Time to get out your ingredients. We're making Green Bean Casserole, ya'll.  This recipe is taken from the official Campbell's site.


  • 1 can (10 1/2 ounces) Campbell’s® Condensed Cream of Mushroom Soup or 98% Fat Free Cream of Mushroom Soup
  • 1/2 cup milk
  • 1 teaspoon soy sauce
  • 1 dash black pepper
  • 4 cups cooked cut green beans
  • 1 1/3 cups French's® French Fried Onions


Tips For the cooked green beans: Use 2 cans (14.5 ounces each) green beans, drained, about 1 1/2 pounds fresh green beans or 16 to 20 ounces frozen green beans, thawed, for this recipe.

Step 1 Stir the soup, milk, soy sauce, black pepper, beans and 2/3 cup onions in a 1 1/2-quart casserole.Step 2 Bake at 350°F. for 25 minutes or until the bean mixture is hot and bubbling.  Stir the bean mixture.  Sprinkle with the remaining onions. Step 3 Bake for 5 minutes or until the onions are golden brown.

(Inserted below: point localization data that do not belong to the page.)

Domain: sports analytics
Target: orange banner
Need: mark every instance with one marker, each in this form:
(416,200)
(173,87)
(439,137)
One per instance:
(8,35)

Prep Time: 10 minutes Total Time: 40 minutes           Serves: 6          231 calories/serving

Happy Eating, Dear Reader, and Happy Thanksgiving

Photo Credits
Google Images "Green Bean Casserole"
Google Images "Dorcas Reilly"
Wikimedia Commons "Thanksgiving Dinner Table, Broward County, Florida, 1971"
Paula "Vegetable Mushrooms and Knife on Wooden Board"
RDNE Stockproject "A People Having Dinner Together"


  1. I've never used the soy sauce, but I think it would be a great addition. I've always loved the casserole, but I can't really say why. :-)

  2. We like GBC at our house, but my husband doesn't like mushrooms, so I use Cream of Celery soup instead. You can't tell the difference. I don't use the soy sauce, but I might give it a try this year. Thanks.